Peter Salovey President | Yale University

By Michaela Herrmann

Every year, Yale’s Faculty of Arts and Sciences hires numerous scholars across various academic departments. This series profiles six new faculty members joining the FAS in the 2024-25 academic year, highlighting their achievements, research ambitions, and teaching plans.

Christen Smith, a sociocultural anthropologist, focuses on how performance shapes communities. Her research centers on the African diaspora in Brazil, studying the impact of violent policing on Black communities and their responses. Her first book, "Afro-Paradise: Blackness, Violence, and Performance in Brazil," explores how these communities use performance to address racism and anti-Blackness. “To use a more jargon-y term,” Smith says, “my first book focused on the necropolitics of the state as a kind of performance—how we can think of police violence as its own theatrical dance that the state performs to perpetuate forms of inequality, marginalization, and abjection.”

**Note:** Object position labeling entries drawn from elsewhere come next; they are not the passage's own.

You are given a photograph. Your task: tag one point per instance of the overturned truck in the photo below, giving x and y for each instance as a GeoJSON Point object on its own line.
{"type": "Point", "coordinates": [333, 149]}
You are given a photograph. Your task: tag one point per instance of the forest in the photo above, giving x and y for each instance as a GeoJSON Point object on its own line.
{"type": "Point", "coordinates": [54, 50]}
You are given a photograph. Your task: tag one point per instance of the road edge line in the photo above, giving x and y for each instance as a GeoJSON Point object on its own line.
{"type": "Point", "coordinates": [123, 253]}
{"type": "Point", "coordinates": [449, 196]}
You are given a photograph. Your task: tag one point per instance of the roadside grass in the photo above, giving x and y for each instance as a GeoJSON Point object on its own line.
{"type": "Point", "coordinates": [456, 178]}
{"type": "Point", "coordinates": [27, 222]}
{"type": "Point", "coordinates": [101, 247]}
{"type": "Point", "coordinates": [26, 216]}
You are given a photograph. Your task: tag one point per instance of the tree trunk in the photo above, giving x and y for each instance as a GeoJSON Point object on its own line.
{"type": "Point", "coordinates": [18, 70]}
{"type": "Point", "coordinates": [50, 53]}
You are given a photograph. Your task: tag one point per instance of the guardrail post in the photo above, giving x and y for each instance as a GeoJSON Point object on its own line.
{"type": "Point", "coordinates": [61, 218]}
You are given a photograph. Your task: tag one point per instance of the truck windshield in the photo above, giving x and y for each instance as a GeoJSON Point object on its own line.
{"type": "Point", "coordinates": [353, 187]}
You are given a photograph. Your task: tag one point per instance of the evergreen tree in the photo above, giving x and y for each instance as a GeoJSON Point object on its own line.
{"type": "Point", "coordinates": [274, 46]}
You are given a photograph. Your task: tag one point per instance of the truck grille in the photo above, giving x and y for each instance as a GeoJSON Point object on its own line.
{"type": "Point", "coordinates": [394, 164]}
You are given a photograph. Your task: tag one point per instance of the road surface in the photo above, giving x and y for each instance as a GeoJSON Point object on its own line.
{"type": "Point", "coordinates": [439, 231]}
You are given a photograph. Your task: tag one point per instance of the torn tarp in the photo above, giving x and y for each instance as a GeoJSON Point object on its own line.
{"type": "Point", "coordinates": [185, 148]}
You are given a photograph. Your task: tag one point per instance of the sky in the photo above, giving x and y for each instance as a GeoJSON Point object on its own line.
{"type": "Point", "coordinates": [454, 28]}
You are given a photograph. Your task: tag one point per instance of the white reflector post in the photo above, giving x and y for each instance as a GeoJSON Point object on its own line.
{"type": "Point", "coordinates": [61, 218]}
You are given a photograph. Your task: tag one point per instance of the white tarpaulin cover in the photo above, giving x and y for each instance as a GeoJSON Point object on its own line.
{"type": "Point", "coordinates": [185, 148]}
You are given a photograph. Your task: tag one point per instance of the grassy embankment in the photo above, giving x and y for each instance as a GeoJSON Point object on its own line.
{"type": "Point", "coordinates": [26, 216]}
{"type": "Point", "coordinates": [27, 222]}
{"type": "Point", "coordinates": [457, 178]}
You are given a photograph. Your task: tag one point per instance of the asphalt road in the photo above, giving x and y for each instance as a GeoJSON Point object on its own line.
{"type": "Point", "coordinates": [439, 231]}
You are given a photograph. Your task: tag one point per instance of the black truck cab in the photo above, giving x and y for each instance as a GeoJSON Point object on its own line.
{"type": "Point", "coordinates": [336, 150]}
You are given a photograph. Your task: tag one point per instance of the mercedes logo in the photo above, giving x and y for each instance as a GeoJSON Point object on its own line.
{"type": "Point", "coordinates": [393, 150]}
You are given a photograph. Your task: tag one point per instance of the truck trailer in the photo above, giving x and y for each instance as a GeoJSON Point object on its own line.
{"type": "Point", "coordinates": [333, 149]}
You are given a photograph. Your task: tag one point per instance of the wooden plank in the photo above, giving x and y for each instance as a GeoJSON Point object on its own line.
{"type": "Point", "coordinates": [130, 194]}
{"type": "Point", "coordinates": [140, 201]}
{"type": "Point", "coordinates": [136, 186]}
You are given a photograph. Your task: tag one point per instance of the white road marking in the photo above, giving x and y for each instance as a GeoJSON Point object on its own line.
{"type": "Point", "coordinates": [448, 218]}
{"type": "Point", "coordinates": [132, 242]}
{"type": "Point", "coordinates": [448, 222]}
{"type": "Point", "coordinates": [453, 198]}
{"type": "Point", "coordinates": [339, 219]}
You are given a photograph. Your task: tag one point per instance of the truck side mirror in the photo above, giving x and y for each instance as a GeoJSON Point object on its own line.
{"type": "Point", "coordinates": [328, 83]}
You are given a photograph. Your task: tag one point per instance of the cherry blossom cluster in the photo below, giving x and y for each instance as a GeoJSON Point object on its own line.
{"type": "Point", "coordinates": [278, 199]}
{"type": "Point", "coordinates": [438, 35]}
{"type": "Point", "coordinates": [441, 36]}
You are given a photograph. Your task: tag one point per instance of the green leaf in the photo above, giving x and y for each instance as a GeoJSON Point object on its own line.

Smith joins Yale as an Associate Professor of Anthropology and African American Studies. She hopes her joint appointment will foster significant collaborations. “I have always been a fan of the intersections between African American Studies and Anthropology at Yale,” she notes.

A prolific scholar with three published books and a fourth on the way, Smith's research addresses police violence's impact on Black communities and the erasure of Black women's intellectual contributions. During her research for "Afro-Paradise," she observed that police violence significantly affects Black women. “Black women often die in the months and weeks after their family members have been killed,” she explains.

Smith's current book project, "Frequency: Black Women in the Atlantic," examines the lingering effects—or sequelae—of police violence on Black women in Brazil and the United States. “‘Sequelae’ is a word that basically means a disease that you develop as a result of another injury or disease,” Smith explains.

In addition to her work on state violence, Smith has explored Black intellectual creativity through two other books: "The Dialectic Is in the Sea: The Black Radical Thought of Beatriz Nascimento" (2023) and "Black Feminist Constellations: Dialogue and Translation Across the Americas" (2023). The former presents Nascimento’s work to an English-speaking audience while situating it within the Black radical tradition. The latter emerged from a conference co-hosted by Smith in 2020.

Smith also founded Cite Black Women in 2017 to raise awareness about citational erasure. The movement includes social media campaigns, special journal issues, and a podcast.

At Yale, Smith looks forward to developing new classes based on student interests. She expresses excitement about integrating into Yale’s community both academically and personally.

“It might sound so mundane,” she says, “but I’m really looking forward to hiking East Rock.”